Share

9. Bab 9

DIKIRA MISKIN 9

Aku dan Ibu saling berpandangan melihat Mbak Wiwid yang masih saja tertawa.

"Tolong, hentikan khayalan tingkat tinggi kamu itu, Tik, aku bisa mati tertawa mendengarnya," pinta Mbak Wiwid masih dengan tertawa lebar. Ia mengusap air matanya yang berderai-derai karena tertawa setelah itu memegang perutnya. 

"Terserah, Mbak, mau bilang apa, yang penting memang benar apa yang dikatakan ibu, Mas Yudi juga selalu mengirimi ibu uang. Bahkan untuk menanam cabai di sawah itu juga pakai modal dari Mas Yudi. Kebetulan kami baru saja ada rezeki lebih." Jelasku, berharap Mbak Wiwid berhenti menertawakan kami. 

Namun, bukannya berhenti tertawa, wanita yang selalu tampil cantik dan dandan menor di setiap kesempatan itu malah semakin tertawa terbahak-bahak. Apa perlu aku memanggil seseorang agar ia mau berhenti tertawa? Tetapi siapa? Aku takut ia kebablasan soalnya. 

"Alah, sok bilang ada rezeki lebih, lebihnya berapa, sih? Paling-paling cuma lima puluh ribu," ucap Mbak Wiwid masih sinis.

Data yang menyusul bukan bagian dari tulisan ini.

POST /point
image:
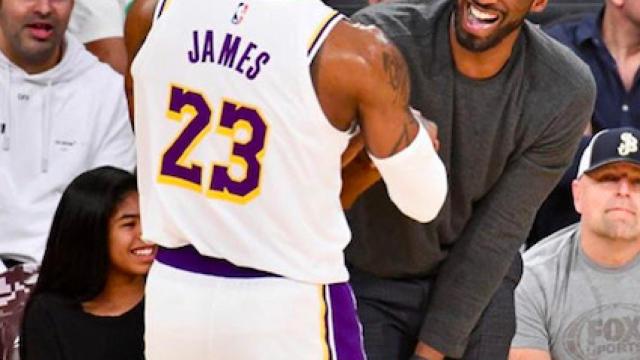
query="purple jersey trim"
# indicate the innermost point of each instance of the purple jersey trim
(189, 259)
(347, 331)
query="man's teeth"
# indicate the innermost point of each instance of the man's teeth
(143, 251)
(481, 15)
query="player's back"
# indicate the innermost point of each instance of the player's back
(235, 155)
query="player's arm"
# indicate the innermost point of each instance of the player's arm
(528, 354)
(136, 27)
(361, 76)
(110, 50)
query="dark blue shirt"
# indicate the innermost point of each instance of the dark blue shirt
(615, 107)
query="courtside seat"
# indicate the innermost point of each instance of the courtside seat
(15, 287)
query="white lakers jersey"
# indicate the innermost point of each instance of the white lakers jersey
(235, 155)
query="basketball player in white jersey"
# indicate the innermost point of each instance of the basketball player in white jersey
(242, 111)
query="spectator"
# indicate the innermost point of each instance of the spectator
(510, 105)
(99, 25)
(62, 112)
(608, 42)
(88, 301)
(578, 298)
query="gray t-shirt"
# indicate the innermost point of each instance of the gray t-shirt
(574, 308)
(505, 142)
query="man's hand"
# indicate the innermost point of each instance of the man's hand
(358, 172)
(427, 352)
(430, 126)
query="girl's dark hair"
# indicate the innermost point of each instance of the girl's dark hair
(76, 259)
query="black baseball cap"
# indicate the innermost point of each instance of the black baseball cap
(610, 146)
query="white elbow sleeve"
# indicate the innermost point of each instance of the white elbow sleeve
(416, 178)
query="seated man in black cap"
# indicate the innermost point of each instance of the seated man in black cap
(578, 297)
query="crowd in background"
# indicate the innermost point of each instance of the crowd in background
(65, 135)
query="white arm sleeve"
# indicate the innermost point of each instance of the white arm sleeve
(416, 178)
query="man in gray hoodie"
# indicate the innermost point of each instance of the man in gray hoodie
(62, 112)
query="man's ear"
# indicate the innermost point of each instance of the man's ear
(576, 190)
(538, 5)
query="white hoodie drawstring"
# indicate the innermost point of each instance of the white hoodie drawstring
(46, 127)
(5, 124)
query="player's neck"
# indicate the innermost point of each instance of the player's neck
(609, 252)
(483, 64)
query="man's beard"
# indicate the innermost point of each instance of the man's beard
(475, 44)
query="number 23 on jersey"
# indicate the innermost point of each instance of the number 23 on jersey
(180, 169)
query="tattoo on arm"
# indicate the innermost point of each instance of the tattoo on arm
(397, 76)
(404, 138)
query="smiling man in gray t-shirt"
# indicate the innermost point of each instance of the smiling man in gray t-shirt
(578, 297)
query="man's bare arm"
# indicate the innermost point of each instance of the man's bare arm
(361, 76)
(111, 51)
(136, 28)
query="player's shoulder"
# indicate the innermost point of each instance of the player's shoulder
(402, 18)
(359, 46)
(556, 61)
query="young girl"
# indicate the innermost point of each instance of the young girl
(88, 302)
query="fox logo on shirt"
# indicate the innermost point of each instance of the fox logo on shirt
(241, 11)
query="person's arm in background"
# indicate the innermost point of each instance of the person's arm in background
(532, 338)
(99, 25)
(353, 60)
(137, 25)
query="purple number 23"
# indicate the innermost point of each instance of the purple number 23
(177, 169)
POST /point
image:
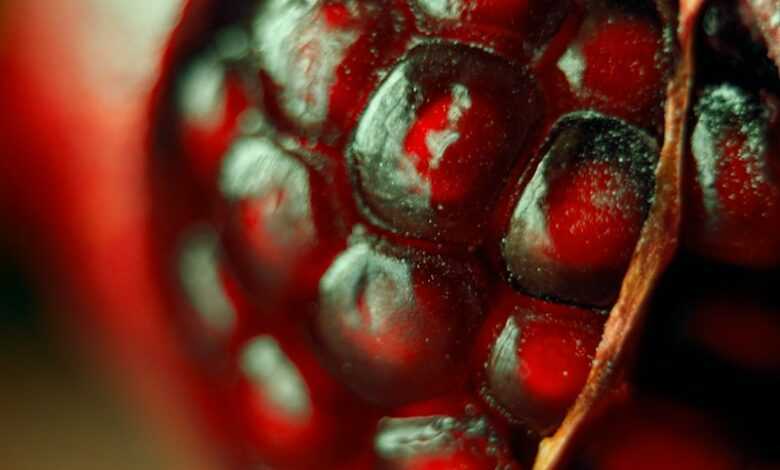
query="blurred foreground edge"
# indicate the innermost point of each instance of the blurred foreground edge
(76, 81)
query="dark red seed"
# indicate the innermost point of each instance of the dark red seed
(210, 98)
(505, 25)
(733, 179)
(396, 324)
(441, 442)
(577, 221)
(292, 410)
(201, 280)
(321, 59)
(618, 65)
(437, 138)
(534, 358)
(281, 232)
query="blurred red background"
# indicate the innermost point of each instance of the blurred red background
(76, 78)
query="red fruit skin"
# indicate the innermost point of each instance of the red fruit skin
(732, 180)
(74, 178)
(533, 358)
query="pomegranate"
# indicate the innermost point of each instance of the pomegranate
(417, 234)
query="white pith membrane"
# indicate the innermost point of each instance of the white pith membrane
(201, 86)
(300, 52)
(387, 172)
(276, 378)
(257, 170)
(433, 436)
(368, 291)
(200, 279)
(721, 110)
(442, 9)
(576, 139)
(201, 91)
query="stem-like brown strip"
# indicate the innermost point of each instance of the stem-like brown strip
(654, 252)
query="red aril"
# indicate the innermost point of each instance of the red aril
(437, 138)
(618, 64)
(281, 229)
(396, 324)
(732, 188)
(650, 435)
(515, 27)
(210, 98)
(577, 221)
(295, 415)
(319, 60)
(535, 357)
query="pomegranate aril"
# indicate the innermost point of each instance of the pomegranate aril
(618, 65)
(434, 144)
(320, 59)
(441, 442)
(577, 221)
(281, 231)
(396, 324)
(733, 179)
(210, 98)
(292, 410)
(534, 358)
(201, 281)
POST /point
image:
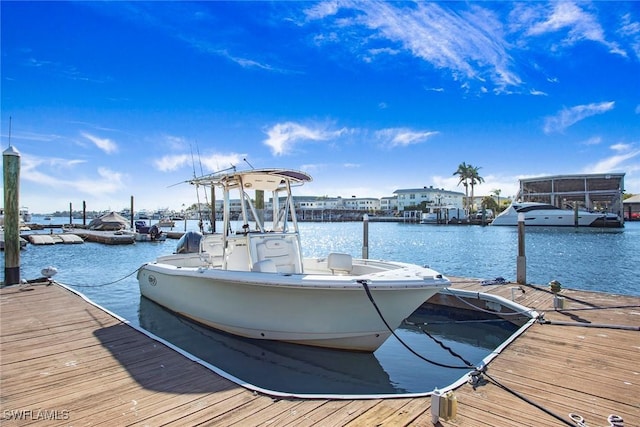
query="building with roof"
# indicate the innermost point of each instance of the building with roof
(593, 192)
(413, 198)
(632, 208)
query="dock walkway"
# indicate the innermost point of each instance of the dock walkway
(65, 361)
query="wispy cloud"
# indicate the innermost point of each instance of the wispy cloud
(570, 116)
(402, 137)
(53, 173)
(469, 43)
(282, 137)
(172, 162)
(595, 140)
(537, 92)
(617, 162)
(566, 18)
(203, 163)
(105, 144)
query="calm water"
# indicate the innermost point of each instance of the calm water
(599, 260)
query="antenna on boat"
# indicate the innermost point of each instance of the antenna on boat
(247, 162)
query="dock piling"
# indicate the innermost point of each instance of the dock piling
(11, 167)
(521, 263)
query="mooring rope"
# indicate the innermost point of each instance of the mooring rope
(404, 344)
(109, 283)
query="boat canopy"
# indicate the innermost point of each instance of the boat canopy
(255, 179)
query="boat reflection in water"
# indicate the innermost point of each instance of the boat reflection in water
(305, 370)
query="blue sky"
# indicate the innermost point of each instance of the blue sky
(109, 100)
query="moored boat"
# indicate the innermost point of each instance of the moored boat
(254, 282)
(544, 214)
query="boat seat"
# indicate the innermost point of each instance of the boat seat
(265, 266)
(340, 263)
(280, 252)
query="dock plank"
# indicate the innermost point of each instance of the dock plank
(60, 353)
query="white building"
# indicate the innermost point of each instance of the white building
(412, 199)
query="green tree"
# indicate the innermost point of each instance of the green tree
(463, 175)
(496, 192)
(474, 179)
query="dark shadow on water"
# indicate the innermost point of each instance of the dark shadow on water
(268, 364)
(298, 369)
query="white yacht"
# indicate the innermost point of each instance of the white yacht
(544, 214)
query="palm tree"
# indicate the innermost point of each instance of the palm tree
(474, 178)
(497, 192)
(463, 174)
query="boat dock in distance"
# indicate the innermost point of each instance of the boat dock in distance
(68, 362)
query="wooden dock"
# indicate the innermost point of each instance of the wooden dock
(65, 361)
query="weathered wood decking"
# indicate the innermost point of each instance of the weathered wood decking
(67, 362)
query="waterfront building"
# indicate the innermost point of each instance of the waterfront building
(592, 192)
(415, 198)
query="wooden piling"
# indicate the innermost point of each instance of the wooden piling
(11, 167)
(521, 262)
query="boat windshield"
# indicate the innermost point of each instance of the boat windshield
(536, 208)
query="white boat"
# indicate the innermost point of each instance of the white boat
(254, 282)
(166, 222)
(544, 214)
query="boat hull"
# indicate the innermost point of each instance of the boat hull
(319, 310)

"Berapapun tetap kami syukuri, Mbak, besar atau sedikit kami tetap bersyukur. Orang kaya dan punya uang banyak belum tentu cukup, pun sebaliknya, seperti kami yang meski punya penghasilan sedikit sudah cukup sehingga bisa kami sisakan untuk ibu. Meski tidak seberapa. Ya, seperti kata Mbak tadi, memberi ibu uang seperti menabur garam di atas lautan. Bagiku, bisa berbagi dengan ibu adalah hal yang paling membuatku bahagia karena berbagi dengan ibu juga bisa kita niatkan sedekah. Bukankah lebih utama bersedekah kepada keluarga sendiri, termasuk ibu sebelum bersedekah kepada orang lain. Bukannya aku mau minta yang lebih banyak, Mbak, aku hanya ingin ibu mendo'akan agar kami selalu mendapatkan rezeki yang berkah, halal, dan manfaat," ucapku panjang lebar seperti ceramah.

Usai mengucapkan kata-kata itu, aku geli sendiri. Kenapa aku bisa berbicara layaknya ustazah yang sedang ceramah di atas panggung. Namun, apa yang kukatakan barusan itu benar, kan? Kalau sedekah itu sebaiknya mengutamakan orang terdekat. Percuma sedekah jauh-jauh ke sana ke mari, tetapi keluarga sendiri tidak diperhatikan. 

"Oh, jadi maksud kamu, hidup kami ini tidak berkah karena tidak pernah berbagi dengan ibu, begitu. Uangku itu banyak dan akan semakin banyak meski tidak pernah memberi ibu uang. Ibu juga akan tetap mendo'akan yang terbaik untukku, karena sebagai anak yang berada di tengah, aku adalah anak kesayangan Ibu. Terbukti, kan, berkat do'a ibu aku bisa mendapatkan seorang suami yaang punya pekerjaan mapan, tidak harus berpanas-panasan, setiap bulan gajian. Tidak seperti Yudi, sungguh malang nasip adikku itu, sudah tidak punya pekerjaan tetap, eh, dapat istri juga model kaya kamu, seandainya ia pintar mencari istri, pasti hidupnya tidak akan seperti ini sekarang," ucap Mbak Wiwid juga panjang lebar, bahkan lebih panjang dari yang kukatakan tadi. Aku jadi gemas mendengar perkataan yang keluar dari mulutnya itu. 

Mencoba bersabar menghadapi mulut pedas Kakak suamiku itu. Mbak Wiwid, Mbak Wiwid, sombongnya itu lho kebangetan, nggak ingat apa, kalau baru saja nangis-nangis mau pinjam uang sama aku? Kalau sudah begini, aku yakin orang seperti Mbak Wiwid ini meskipun sudah dikasih pinjam, sombongnya tidak akan hilang. Tak jamin itu.